Course Structure and Content
The programme is organised into ten comprehensive chapters, building progressively from foundational concepts to advanced applications:- Introduction to Data-Driven Decision Making Understand the principles and importance of using data as a foundation for business decisions and the shift from intuition to evidence-based strategies.
- Data Collection and Integration for Decision Making Learn techniques for gathering reliable data from multiple sources and integrating it into coherent datasets that support effective decision-making.
- Data Analytics Techniques for Decision Making Explore statistical and analytical methods, including descriptive, diagnostic, predictive, and prescriptive analytics, tailored to decision-making contexts.
- Data Visualisation for Decision Making Discover how to present data insights clearly through visualisation techniques such as charts, dashboards, and infographics, enabling stakeholders to act with confidence.

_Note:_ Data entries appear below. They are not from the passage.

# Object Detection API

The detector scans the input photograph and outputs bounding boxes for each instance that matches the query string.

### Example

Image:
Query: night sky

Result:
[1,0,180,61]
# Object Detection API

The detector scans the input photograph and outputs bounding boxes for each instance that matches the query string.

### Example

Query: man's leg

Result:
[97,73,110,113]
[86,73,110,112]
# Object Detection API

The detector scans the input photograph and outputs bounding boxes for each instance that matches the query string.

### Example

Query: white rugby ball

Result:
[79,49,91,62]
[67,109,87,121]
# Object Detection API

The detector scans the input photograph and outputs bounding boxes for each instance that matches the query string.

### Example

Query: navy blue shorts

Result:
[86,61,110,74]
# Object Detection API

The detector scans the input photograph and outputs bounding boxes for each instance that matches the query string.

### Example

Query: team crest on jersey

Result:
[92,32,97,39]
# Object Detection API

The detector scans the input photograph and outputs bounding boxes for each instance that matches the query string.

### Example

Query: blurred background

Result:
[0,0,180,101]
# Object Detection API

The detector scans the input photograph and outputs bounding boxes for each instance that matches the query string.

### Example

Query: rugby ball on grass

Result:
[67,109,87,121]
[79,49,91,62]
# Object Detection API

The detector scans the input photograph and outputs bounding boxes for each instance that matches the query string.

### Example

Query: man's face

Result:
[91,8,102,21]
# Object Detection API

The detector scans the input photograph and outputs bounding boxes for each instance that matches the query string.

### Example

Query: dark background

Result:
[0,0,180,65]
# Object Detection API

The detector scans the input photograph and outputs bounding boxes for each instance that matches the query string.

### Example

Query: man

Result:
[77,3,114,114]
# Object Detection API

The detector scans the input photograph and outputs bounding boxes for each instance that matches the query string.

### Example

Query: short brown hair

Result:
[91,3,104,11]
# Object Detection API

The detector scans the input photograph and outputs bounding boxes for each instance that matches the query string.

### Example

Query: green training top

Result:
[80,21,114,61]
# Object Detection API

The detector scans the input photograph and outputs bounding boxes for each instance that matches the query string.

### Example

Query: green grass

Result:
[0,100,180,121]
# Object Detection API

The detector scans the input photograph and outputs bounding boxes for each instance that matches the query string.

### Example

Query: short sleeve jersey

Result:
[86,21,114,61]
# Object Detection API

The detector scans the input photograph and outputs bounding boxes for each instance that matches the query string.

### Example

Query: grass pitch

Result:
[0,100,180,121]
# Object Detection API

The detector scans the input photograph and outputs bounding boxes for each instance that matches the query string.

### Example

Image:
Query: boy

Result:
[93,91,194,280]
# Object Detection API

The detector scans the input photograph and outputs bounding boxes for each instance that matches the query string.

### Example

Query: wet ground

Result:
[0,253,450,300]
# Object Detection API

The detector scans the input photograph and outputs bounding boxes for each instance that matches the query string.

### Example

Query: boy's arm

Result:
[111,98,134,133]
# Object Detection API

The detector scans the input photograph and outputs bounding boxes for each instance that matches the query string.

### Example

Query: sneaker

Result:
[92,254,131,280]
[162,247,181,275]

- Decision Making Frameworks and Models Study established decision-making frameworks such as rational models, bounded rationality, and multi-criteria analysis, and learn how to apply them to real-world challenges.
- Real-Time Data and Decision Making Examine the role of real-time data in enhancing agility, responsiveness, and operational efficiency within organisations.
- Ethical Considerations in Data-Driven Decision Making Address the ethical and legal challenges of using data, including issues of bias, fairness, transparency, and compliance with data protection regulations.
- Predictive Analytics for Data-Driven Decision Making Learn how predictive models and techniques can forecast future outcomes and guide strategic planning and risk management.
- Machine Learning for Data-Driven Decision Making Explore how machine learning algorithms can automate analysis, uncover patterns, and support complex decisions in dynamic environments.
- Future Trends in Data-Driven Decision Making Gain insights into emerging technologies and trends shaping the future of decision-making, including AI, big data, and advanced analytics platforms.
Learning Outcomes
By the end of the course, learners will be able to:- Apply data-driven decision-making frameworks to enhance business outcomes.
- Use data analytics techniques to support strategic and operational decision-making.
- Present complex data insights effectively through visualisations and communication strategies.
- Assess the ethical implications of using data in decision-making processes.
- Explore emerging trends and technologies that are transforming the future of data-driven decision-making.
Learning Materials
To ensure a practical and engaging learning experience, the course includes:- Recorded video lectures to explain key theories and methods.
- Visual slides to support conceptual clarity and retention.
- Case examples demonstrating the application of data-driven decision-making in real-world scenarios.
- Practical exercises that allow learners to practise and refine their decision-making skills.